There are several significant performance issues here.   To start with there is significant memory consumption as we need to collect ALL the data from the database into memory.  We then collate the data from two complete sets in memory to create a single data element.    There are much more efficient ways to do this without fetching all data in memory first.

The better option would be to fetch the data from dataset1 on a row-by-row basis and push the data onto the stack one record at a time.  The inner loop for dataset2 should then select a subset of data that is specifically for the matching v_id from the outer dataset1 loop.   This is where parameter binding comes in.

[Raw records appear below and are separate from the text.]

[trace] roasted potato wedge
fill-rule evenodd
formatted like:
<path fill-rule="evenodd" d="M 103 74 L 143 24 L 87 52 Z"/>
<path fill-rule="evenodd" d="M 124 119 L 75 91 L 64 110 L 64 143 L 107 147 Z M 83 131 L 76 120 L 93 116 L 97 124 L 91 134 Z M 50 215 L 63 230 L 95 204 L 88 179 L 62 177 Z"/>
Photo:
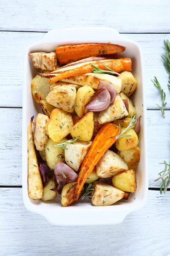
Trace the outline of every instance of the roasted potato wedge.
<path fill-rule="evenodd" d="M 85 106 L 91 100 L 94 93 L 94 90 L 88 85 L 81 87 L 78 90 L 74 109 L 80 118 L 87 113 L 88 111 L 85 109 Z"/>
<path fill-rule="evenodd" d="M 65 138 L 64 140 L 67 140 Z M 54 169 L 55 166 L 58 162 L 65 161 L 64 151 L 59 148 L 54 147 L 56 144 L 56 142 L 49 138 L 45 149 L 46 160 L 51 170 Z"/>
<path fill-rule="evenodd" d="M 134 119 L 136 121 L 136 119 Z M 121 128 L 127 128 L 128 125 L 130 124 L 131 121 L 131 118 L 130 117 L 126 117 L 125 119 L 118 119 L 113 122 L 113 124 L 118 125 L 120 125 Z M 134 129 L 134 128 L 133 128 Z"/>
<path fill-rule="evenodd" d="M 74 189 L 76 182 L 68 183 L 63 186 L 61 192 L 61 203 L 63 206 L 68 206 L 74 202 Z"/>
<path fill-rule="evenodd" d="M 107 122 L 113 122 L 116 119 L 125 118 L 128 114 L 122 99 L 117 94 L 113 102 L 106 109 L 100 112 L 97 120 L 99 124 L 103 124 Z"/>
<path fill-rule="evenodd" d="M 112 178 L 113 185 L 115 188 L 126 192 L 136 192 L 136 182 L 134 170 L 118 173 Z"/>
<path fill-rule="evenodd" d="M 92 137 L 94 129 L 93 113 L 89 112 L 80 119 L 71 129 L 73 138 L 79 137 L 79 140 L 89 141 Z"/>
<path fill-rule="evenodd" d="M 105 81 L 111 84 L 114 87 L 117 93 L 120 92 L 122 87 L 122 79 L 107 74 L 87 73 L 79 76 L 71 76 L 62 81 L 81 86 L 88 85 L 95 90 L 97 89 L 100 81 Z"/>
<path fill-rule="evenodd" d="M 99 177 L 96 173 L 96 168 L 95 167 L 91 173 L 88 175 L 88 177 L 87 178 L 85 183 L 88 184 L 91 184 L 91 183 L 93 183 L 93 182 L 94 182 L 94 181 L 95 181 L 95 180 L 96 180 L 98 179 Z"/>
<path fill-rule="evenodd" d="M 124 71 L 118 76 L 122 81 L 121 92 L 130 98 L 133 93 L 138 85 L 138 82 L 131 72 Z"/>
<path fill-rule="evenodd" d="M 125 129 L 122 128 L 121 132 Z M 117 149 L 120 151 L 128 150 L 136 147 L 139 143 L 138 135 L 133 129 L 130 129 L 125 133 L 124 135 L 130 135 L 131 137 L 124 137 L 118 139 L 116 142 L 115 145 Z"/>
<path fill-rule="evenodd" d="M 46 161 L 45 151 L 44 149 L 42 151 L 39 151 L 40 156 L 43 161 Z"/>
<path fill-rule="evenodd" d="M 138 147 L 118 151 L 117 154 L 126 163 L 129 170 L 136 169 L 140 161 L 140 149 Z"/>
<path fill-rule="evenodd" d="M 129 99 L 124 93 L 120 93 L 120 96 L 122 99 L 127 99 L 129 105 L 129 113 L 128 117 L 131 117 L 131 113 L 132 112 L 133 116 L 136 115 L 136 111 L 135 105 L 133 103 L 132 101 Z"/>
<path fill-rule="evenodd" d="M 33 118 L 31 118 L 28 130 L 28 184 L 29 197 L 31 199 L 35 200 L 40 199 L 43 197 L 43 186 L 32 132 Z"/>
<path fill-rule="evenodd" d="M 56 108 L 55 107 L 48 103 L 45 99 L 40 100 L 39 105 L 44 114 L 48 117 L 50 117 L 52 111 Z"/>
<path fill-rule="evenodd" d="M 56 185 L 53 179 L 49 179 L 47 184 L 44 187 L 44 195 L 41 200 L 42 201 L 48 201 L 54 199 L 57 196 L 57 193 L 50 189 L 55 188 Z"/>
<path fill-rule="evenodd" d="M 125 200 L 128 200 L 130 194 L 130 192 L 125 192 L 124 196 L 123 198 Z"/>
<path fill-rule="evenodd" d="M 125 193 L 114 187 L 100 181 L 95 181 L 91 193 L 91 202 L 96 206 L 110 205 L 122 199 Z"/>
<path fill-rule="evenodd" d="M 65 152 L 67 164 L 75 171 L 79 171 L 92 143 L 91 141 L 81 141 L 78 140 L 76 141 L 76 144 L 66 145 L 67 150 Z"/>
<path fill-rule="evenodd" d="M 47 125 L 47 133 L 55 142 L 59 142 L 66 137 L 74 126 L 72 116 L 62 109 L 55 108 L 51 112 Z"/>
<path fill-rule="evenodd" d="M 96 166 L 96 174 L 101 178 L 112 177 L 128 170 L 128 166 L 118 154 L 107 150 Z"/>
<path fill-rule="evenodd" d="M 34 141 L 37 150 L 44 150 L 48 140 L 46 134 L 47 123 L 49 118 L 47 116 L 39 113 L 35 120 Z"/>
<path fill-rule="evenodd" d="M 74 110 L 76 97 L 76 89 L 74 85 L 58 85 L 49 93 L 46 99 L 49 104 L 71 113 Z"/>
<path fill-rule="evenodd" d="M 50 91 L 48 79 L 36 76 L 32 81 L 31 88 L 35 101 L 39 104 L 40 100 L 45 99 Z"/>

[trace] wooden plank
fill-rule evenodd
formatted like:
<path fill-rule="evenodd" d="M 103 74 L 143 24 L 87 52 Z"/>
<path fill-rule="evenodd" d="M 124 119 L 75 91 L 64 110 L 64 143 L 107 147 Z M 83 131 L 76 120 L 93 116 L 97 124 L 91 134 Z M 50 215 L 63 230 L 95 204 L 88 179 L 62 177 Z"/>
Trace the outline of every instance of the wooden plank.
<path fill-rule="evenodd" d="M 161 195 L 149 191 L 145 207 L 118 225 L 55 227 L 26 209 L 21 189 L 1 188 L 1 255 L 105 256 L 114 251 L 117 256 L 166 256 L 170 251 L 170 191 Z"/>
<path fill-rule="evenodd" d="M 169 0 L 2 1 L 1 29 L 45 31 L 77 27 L 113 27 L 122 32 L 170 32 Z"/>
<path fill-rule="evenodd" d="M 150 187 L 158 187 L 159 182 L 153 180 L 163 166 L 158 164 L 170 159 L 169 124 L 170 111 L 165 111 L 165 119 L 159 111 L 147 111 L 148 172 Z M 0 108 L 1 131 L 0 185 L 22 185 L 22 110 Z M 142 170 L 141 170 L 142 172 Z"/>
<path fill-rule="evenodd" d="M 44 35 L 44 33 L 0 32 L 0 57 L 3 60 L 0 62 L 0 94 L 3 95 L 0 106 L 22 106 L 24 52 L 29 44 L 40 40 Z M 147 108 L 158 109 L 156 103 L 161 104 L 160 93 L 154 87 L 151 79 L 156 76 L 168 96 L 168 76 L 160 55 L 164 53 L 163 41 L 164 39 L 170 40 L 170 35 L 125 34 L 123 36 L 138 42 L 142 48 Z M 167 101 L 166 108 L 170 109 L 170 101 Z"/>

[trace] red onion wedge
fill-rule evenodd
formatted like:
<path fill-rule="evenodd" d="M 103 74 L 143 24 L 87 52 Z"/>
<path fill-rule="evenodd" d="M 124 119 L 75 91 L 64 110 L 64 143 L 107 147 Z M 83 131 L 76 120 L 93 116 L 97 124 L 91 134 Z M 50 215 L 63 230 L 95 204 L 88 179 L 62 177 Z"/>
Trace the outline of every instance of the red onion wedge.
<path fill-rule="evenodd" d="M 46 163 L 42 163 L 40 165 L 39 170 L 42 177 L 44 185 L 45 185 L 48 181 L 48 177 L 47 174 L 47 172 L 50 171 L 50 169 Z"/>
<path fill-rule="evenodd" d="M 136 134 L 138 134 L 141 130 L 141 118 L 142 116 L 140 116 L 137 120 L 136 123 L 135 125 L 135 126 L 134 128 L 134 130 L 136 132 Z"/>
<path fill-rule="evenodd" d="M 99 89 L 106 89 L 110 95 L 110 103 L 112 103 L 115 99 L 116 96 L 116 92 L 113 86 L 108 83 L 104 81 L 100 81 L 99 83 L 98 90 Z"/>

Here is the same loop in untested simplified code format, using parameter binding.  In our real-world example this one simple change increased performance more than 50x because the database can be much more intelligent about how it selects subsets of data from the database & the PHP overhead both in memory and stack management is significantly reduced:

// give us parameter binding in MDB2 please
$database->db()->loadModule('Extended'); 

// setup our queries
$qry1 = 'SELECT v_id,a,b,c,d FROM my_first_view WHERE NOT paid';
$qry2 = 'SELECT v_id,e,f,g FROM my_second_view WHERE v_id = ?';
// get the "outer" data
// since we know we will use all the "outer" data, just put it
// directly on the data stack, cutting this memory consumption in half
$result = $database->db()->query($qry1);
$datastack = $result->fetchAll(MDB2_FETCHMODE_ASSOC);

// still loop through outer data to drive the 2nd query
foreach ($datastack as $data1) {
    // Fetch the data2 subset of matching data as
    // a named array, only getting those records that
    // match on v_id... in essence an SQL JOIN done
    // via code
    $database->db()->extended()->getAll(
        $qry2,
        null,
        array($data1['v_id']),
        array('integer'),
        MDB2_FETCHMOD_ASSOC
        );
    // Now we attach each of the matching elements in
    // the "inner" data set to the data stack, attaching
    // it under the related v_id 
    //
    foreach ($dataset2 as $data2) {
             $datastack['v_id'][$data1['v_id']]['subdata'][] = $data2; 
    }
}

This can be further refined and improved per our discussion above, but you get the idea.  I’ll leave it to you to figure out how to further refine the process.

You may be asking “why didn’t you just do a simple JOIN in the database engine?”  Good question.  The real world example is much more complex than this and some of the data elements and views in play make that solution complex to maintain and causes the database engine to trip-up on the optimization and is actually SLOWER in our real world case.   Here we are simplifying to illustrate the general concept only.

 Summary

A couple of simple real-world examples of improving performance have been illustrated here.    When refactoring a real-world application there are often complex interactions that need to be researched & evaluated.  The solutions are rarely simple and often can be approached in several ways.   The options shown here are not necessarily the best solutions but are the solutions that were the quickest to implement while providing a significant performance increase to the client.

Finding the balance between results and costs is always a challenge from the business perspective.    From the technical perspective a similar balance is often necessary between database and code intelligence.  Knowing your environment as a whole will help guide you down the proper path toward improving application performance.